Thursday, June 25, 2026

 TU’APULELULU SUNE 25, 2026

SAAME 90-95; SAAME 39:4-5


It is important to understand and live within the limits that God, in his infinite wisdom, has set for us.


‘Oku mahu’inga ke tau mahino’i pea nofo ‘i he ngaahi fakangatangata kuo fokotu’u ‘e he ‘Otua ma’a kitautolu, ‘o fakatatau ki he taumama’o ‘o hono poto.


One of the most significant limits that God, in his wisdom, has set for us is the limit of time. You and I will never enjoy a ten-day week. We will never experience the luxury of a forty-day month or a five-hundred-day year. We will never be granted a thirty-five-hour day, and none of us will physically live forever on this fallen earth. It is the height of foolishness to deny the limits of time that God, in his infinite knowledge, has set for us.

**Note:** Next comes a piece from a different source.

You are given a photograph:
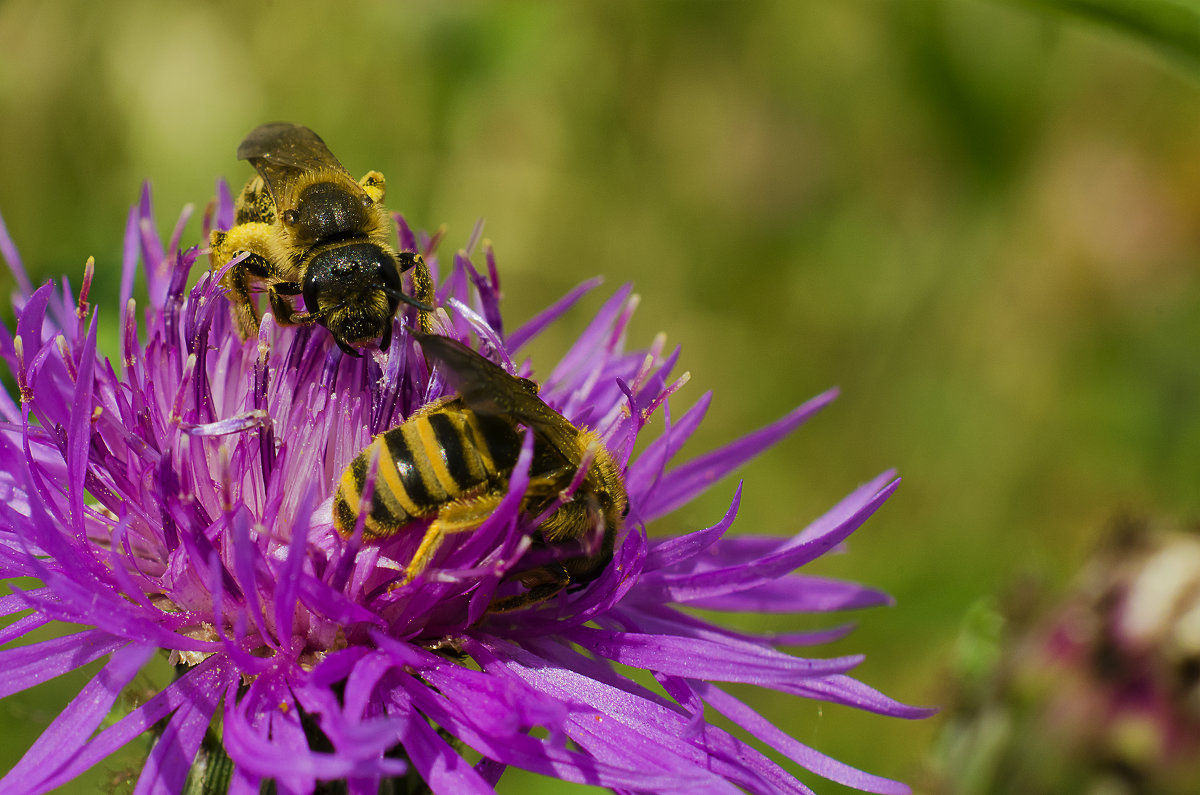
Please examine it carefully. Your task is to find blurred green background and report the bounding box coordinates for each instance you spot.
[4,0,1200,792]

God has hardwired us with the limit of time. Denying this reality will only get you into difficulty. Psalm 90:12 reveals how we should approach this limitation:


Teach us to number our days

that we may get a heart of wisdom.


Notice that the psalmist connects numbering your days with gaining a heart of wisdom. Acknowledging the limits of the life God has given you is a significant part of living wisely. When you live with your limits in view, you don't waste your time. You don't load your schedule with things that don't matter. You value your time, and you want to invest it wisely. When you live with your limits in view, you want to understand what is important to God and you spend your days pursuing those values.


Wasting time is easier now than it ever has been before. With the twentyfour-hour infotainment media, social media platforms, network television, and streaming services-most of this content available on your phone-it is possible to waste hours every day without even being aware of how much time has blown by. It takes humility and discipline to say no to visual noise that greets you from the time you wake up until the time you go to bed.


Here's our problem. Humility and discipline aren't natural for us. We love what is comfortable and pleasurable. Most of us would rather be entertained than study, learn, work, and serve. So, like every other psalm, Psalm 90 preaches the gospel to us. It confronts us with the fact that our biggest problem in life isn't outside of us. No, our biggest problem in life is us. Psalm 90 reminds us that Jesus lived, died, and rose again both to rescue us from the external evils of this fallen world and to rescue us from us. He offers us not only forgiveness but also empowering and transforming grace. In the power of his grace, we can humbly admit our limits and live with the discipline of wisdom, investing ourselves in that which has eternal value. Our days are numbered; may we reach for the grace to invest in them well.